We are all aware that from the very beginning of our constitutional democracy the Senate has held an exalted place. For example, Article I’s apportionment of representation in the Senate is the only provision among our current Constitution’s dictates that cannot be amended pursuant to the ordinary procedures of Article V. This provision was critical to getting the country off the ground, ensuring that the smaller states would feel protected and represented in the federal government.

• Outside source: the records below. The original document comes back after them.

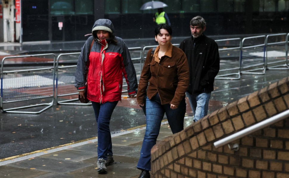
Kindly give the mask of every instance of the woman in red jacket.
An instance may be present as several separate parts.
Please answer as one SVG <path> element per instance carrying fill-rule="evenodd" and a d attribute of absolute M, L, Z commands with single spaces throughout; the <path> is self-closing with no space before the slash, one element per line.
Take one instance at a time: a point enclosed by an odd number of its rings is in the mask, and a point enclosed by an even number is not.
<path fill-rule="evenodd" d="M 128 49 L 122 39 L 114 36 L 114 31 L 110 20 L 95 21 L 92 36 L 81 50 L 75 73 L 75 86 L 82 97 L 85 97 L 87 90 L 87 98 L 91 101 L 97 123 L 97 171 L 100 173 L 106 173 L 106 166 L 114 161 L 109 122 L 121 100 L 123 76 L 130 98 L 136 94 L 138 86 Z"/>

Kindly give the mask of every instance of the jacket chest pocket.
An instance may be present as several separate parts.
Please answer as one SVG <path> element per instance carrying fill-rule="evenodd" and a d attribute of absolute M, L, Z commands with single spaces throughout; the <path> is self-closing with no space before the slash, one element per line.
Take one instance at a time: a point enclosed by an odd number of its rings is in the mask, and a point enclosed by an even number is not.
<path fill-rule="evenodd" d="M 175 62 L 164 62 L 161 65 L 161 71 L 164 75 L 172 76 L 176 75 L 177 70 Z"/>

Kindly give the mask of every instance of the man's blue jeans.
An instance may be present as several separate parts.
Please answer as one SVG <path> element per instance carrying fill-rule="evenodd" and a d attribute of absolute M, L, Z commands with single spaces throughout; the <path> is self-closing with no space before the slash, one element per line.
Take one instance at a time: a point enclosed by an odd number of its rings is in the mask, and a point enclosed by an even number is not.
<path fill-rule="evenodd" d="M 186 94 L 189 98 L 191 108 L 194 115 L 194 120 L 196 122 L 208 114 L 208 108 L 211 92 L 203 93 L 199 95 Z"/>
<path fill-rule="evenodd" d="M 173 134 L 184 129 L 184 119 L 186 113 L 184 98 L 178 108 L 170 109 L 169 104 L 162 105 L 158 94 L 151 100 L 147 97 L 146 113 L 147 126 L 141 151 L 140 158 L 136 167 L 150 170 L 150 150 L 156 144 L 159 133 L 161 120 L 166 113 L 171 130 Z"/>
<path fill-rule="evenodd" d="M 109 122 L 112 112 L 118 101 L 100 104 L 91 101 L 97 123 L 97 155 L 98 158 L 107 159 L 113 154 Z"/>

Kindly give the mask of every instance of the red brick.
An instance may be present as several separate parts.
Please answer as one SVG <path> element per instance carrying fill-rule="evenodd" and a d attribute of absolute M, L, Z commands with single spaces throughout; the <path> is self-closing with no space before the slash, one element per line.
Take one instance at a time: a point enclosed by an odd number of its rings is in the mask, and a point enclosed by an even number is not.
<path fill-rule="evenodd" d="M 285 111 L 287 109 L 285 103 L 283 101 L 283 98 L 282 97 L 278 98 L 274 100 L 274 103 L 277 110 L 279 112 Z"/>
<path fill-rule="evenodd" d="M 261 160 L 256 160 L 256 168 L 267 170 L 268 169 L 268 162 Z"/>
<path fill-rule="evenodd" d="M 254 168 L 254 161 L 250 159 L 243 158 L 242 159 L 242 166 L 249 168 Z"/>
<path fill-rule="evenodd" d="M 184 149 L 185 150 L 185 152 L 186 154 L 187 154 L 192 151 L 192 149 L 191 147 L 190 142 L 189 140 L 187 140 L 183 142 L 183 146 L 184 147 Z"/>
<path fill-rule="evenodd" d="M 270 161 L 270 170 L 282 171 L 282 163 L 274 161 Z"/>
<path fill-rule="evenodd" d="M 240 147 L 239 154 L 241 156 L 248 156 L 248 148 L 246 147 Z"/>
<path fill-rule="evenodd" d="M 260 101 L 258 98 L 258 91 L 250 94 L 248 96 L 247 101 L 250 107 L 251 108 L 260 104 Z"/>
<path fill-rule="evenodd" d="M 181 144 L 178 145 L 177 147 L 177 149 L 178 150 L 178 154 L 179 157 L 181 157 L 185 155 L 185 150 L 184 150 L 183 145 Z"/>
<path fill-rule="evenodd" d="M 229 104 L 227 108 L 227 110 L 229 115 L 232 116 L 238 114 L 239 111 L 237 107 L 237 103 L 238 101 L 236 101 Z"/>
<path fill-rule="evenodd" d="M 227 166 L 223 166 L 224 174 L 230 176 L 234 175 L 234 168 Z"/>
<path fill-rule="evenodd" d="M 192 149 L 195 150 L 197 148 L 199 147 L 199 143 L 198 143 L 198 140 L 197 139 L 196 136 L 192 137 L 190 139 L 189 141 Z"/>
<path fill-rule="evenodd" d="M 206 152 L 200 150 L 198 151 L 198 158 L 199 159 L 206 159 Z"/>
<path fill-rule="evenodd" d="M 224 132 L 220 124 L 213 127 L 213 130 L 217 138 L 219 138 L 224 135 Z"/>
<path fill-rule="evenodd" d="M 216 173 L 222 174 L 223 172 L 222 166 L 218 164 L 213 164 L 213 172 Z"/>
<path fill-rule="evenodd" d="M 249 111 L 243 113 L 242 115 L 242 117 L 244 120 L 244 122 L 245 123 L 245 124 L 247 126 L 250 125 L 256 122 L 251 111 Z"/>
<path fill-rule="evenodd" d="M 271 98 L 274 98 L 280 95 L 277 87 L 277 83 L 276 82 L 270 85 L 268 88 L 268 92 Z"/>
<path fill-rule="evenodd" d="M 256 146 L 258 147 L 268 147 L 268 140 L 267 139 L 256 138 Z"/>
<path fill-rule="evenodd" d="M 208 159 L 211 161 L 216 162 L 217 161 L 217 155 L 211 152 L 208 152 L 207 155 L 208 156 Z"/>
<path fill-rule="evenodd" d="M 279 151 L 277 154 L 278 160 L 289 161 L 289 152 Z"/>
<path fill-rule="evenodd" d="M 241 177 L 247 177 L 247 171 L 245 169 L 236 168 L 236 176 Z"/>
<path fill-rule="evenodd" d="M 258 178 L 260 177 L 261 173 L 259 171 L 249 170 L 248 177 L 249 178 Z"/>
<path fill-rule="evenodd" d="M 281 93 L 282 94 L 289 91 L 289 86 L 288 86 L 287 83 L 288 82 L 287 80 L 287 78 L 284 78 L 278 81 L 278 84 L 277 85 L 281 92 Z"/>
<path fill-rule="evenodd" d="M 273 150 L 264 150 L 263 151 L 263 159 L 276 159 L 276 152 Z"/>
<path fill-rule="evenodd" d="M 265 128 L 263 129 L 264 136 L 271 137 L 276 137 L 276 130 L 272 128 Z"/>
<path fill-rule="evenodd" d="M 278 137 L 284 139 L 289 139 L 289 130 L 278 129 Z"/>
<path fill-rule="evenodd" d="M 289 97 L 289 96 L 288 96 Z M 230 118 L 230 116 L 227 110 L 227 107 L 221 108 L 218 112 L 218 117 L 220 121 L 222 121 Z"/>
<path fill-rule="evenodd" d="M 225 121 L 222 123 L 222 125 L 226 134 L 229 134 L 234 130 L 231 120 L 229 120 Z"/>
<path fill-rule="evenodd" d="M 251 137 L 245 136 L 242 138 L 242 145 L 248 146 L 253 146 L 253 138 Z"/>
<path fill-rule="evenodd" d="M 201 169 L 201 167 L 202 162 L 199 160 L 194 159 L 193 160 L 194 167 L 197 169 Z"/>
<path fill-rule="evenodd" d="M 266 112 L 262 106 L 260 106 L 253 109 L 253 113 L 258 121 L 265 119 L 267 117 Z"/>
<path fill-rule="evenodd" d="M 181 165 L 178 164 L 174 163 L 174 171 L 178 172 L 181 172 Z"/>
<path fill-rule="evenodd" d="M 223 164 L 228 164 L 228 156 L 222 155 L 218 155 L 218 162 Z"/>
<path fill-rule="evenodd" d="M 192 166 L 192 159 L 187 157 L 185 158 L 185 163 L 186 164 L 186 166 L 189 167 L 191 167 Z"/>
<path fill-rule="evenodd" d="M 272 117 L 277 114 L 277 112 L 274 107 L 274 104 L 272 101 L 265 104 L 265 107 L 268 115 L 270 117 Z"/>
<path fill-rule="evenodd" d="M 268 87 L 266 87 L 262 88 L 259 91 L 258 95 L 261 99 L 261 101 L 263 103 L 269 101 L 270 99 L 269 96 L 267 93 L 267 89 Z"/>
<path fill-rule="evenodd" d="M 203 162 L 203 170 L 210 172 L 212 171 L 212 164 L 210 163 Z"/>
<path fill-rule="evenodd" d="M 205 137 L 205 134 L 203 132 L 201 132 L 198 134 L 197 136 L 197 139 L 200 146 L 202 146 L 207 143 Z"/>
<path fill-rule="evenodd" d="M 208 142 L 211 142 L 216 139 L 214 132 L 213 132 L 213 129 L 211 128 L 207 129 L 204 132 L 205 133 L 206 138 Z"/>
<path fill-rule="evenodd" d="M 189 169 L 189 176 L 190 177 L 195 177 L 197 176 L 197 171 L 192 169 Z"/>
<path fill-rule="evenodd" d="M 274 172 L 262 171 L 262 178 L 272 178 L 275 177 Z"/>
<path fill-rule="evenodd" d="M 283 98 L 284 99 L 284 101 L 286 102 L 287 106 L 289 107 L 289 94 L 283 95 Z"/>
<path fill-rule="evenodd" d="M 244 123 L 240 116 L 237 116 L 232 118 L 232 122 L 236 130 L 237 131 L 244 128 Z"/>
<path fill-rule="evenodd" d="M 247 101 L 248 97 L 248 96 L 246 96 L 238 100 L 237 103 L 237 106 L 240 112 L 244 112 L 249 109 L 249 105 Z"/>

But there are two particular harms today that derive from the fact that the existing allocation of representation in the Senate provides small population states what we all understand to be disproportionate power relative to their populations. The first is that the Senate systematically and unjustifiably redistributes wealth from large population states to small population states. 

Secondly, the Senate, systematically and to my mind unjustifiably, affords large population states disproportionately little power, relative to their shares of the nation’s population, to block federal homogenizing legislation. This is a blocking power that I might favor to protect minority viewpoints that minority states might have. The Senate will help provide the blocking power, but the problem is the allocation of that power: the large population states will be at a disadvantage relative to the small population states in protecting their own minority viewpoints in this way.

The Proper Role of the Senate, by John Yoo (Berkeley)

The Framers were wise to design a second house. The original version of the Constitution proposed a Senate that was elected by the House so that it still retained an indirectly majoritarian character. But, of course, the Great Compromise between the large and the small states brought today’s Senate into being as the price of having the Constitution.

It is important to remember that the Founders were suspicious of democracy. James Madison was against having a Senate elected by state legislatures. In fact, he wanted to have a Council of Revision that would have brought together aspects of the national government to continuously exercise not just judicial review, but policy review over all the acts of the state legislatures.

Indeed, Madison and the other leaders of the Constitutional Convention and the ratification debates had come together because they thought that democracy had gone too far in the states. You might recall James Madison wrote a memo right before the Constitutional Convention called “The Vices of the Political Systems of the United States.” He did not call it a memo, but James Madison would have been an inveterate memo writer today. We would have been sick of getting all of his emails.

In that memo, he wrote an analysis of what had gone wrong during the Critical Period between the Revolution and the Constitution. That diagnosis was excessive democracy. The democracies that existed under the state constitutions looked very much like governments with no upper house, other than an upper house controlled by the lower house; governments with a weakened Executive, again, controlled by the lower house;11 and governments that looked much more like parliamentary democracies as we see them in Western Europe. It is no accident, then, that not just the Senate but many aspects of the Constitution have this anti-democratic feature, or at least have the goal of trying to channel and limit democracy.

Constitutionalizing Interstate Relations: The Temptation of the Dark Side, by William Baude (Chicago)

What does the Constitution have to say about interstate relations? Well, it depends on how you ask.

One of the main topics in interstate relations is the question of what is called choice of law, which sounds very technical but fundamentally is the question of who governs—that is, which state gets to govern any given transaction.

The same kind of question comes up at the federal level—federal law versus state law—but it is dealt with by the Supremacy Clause of the Constitution, which makes clear that if a federal law is constitutional, it is controlling. But there is no Supremacy Clause for state law, which has forced people who worry about this question to look harder and elsewhere for some sort of hint about which state is supposed to govern which transaction.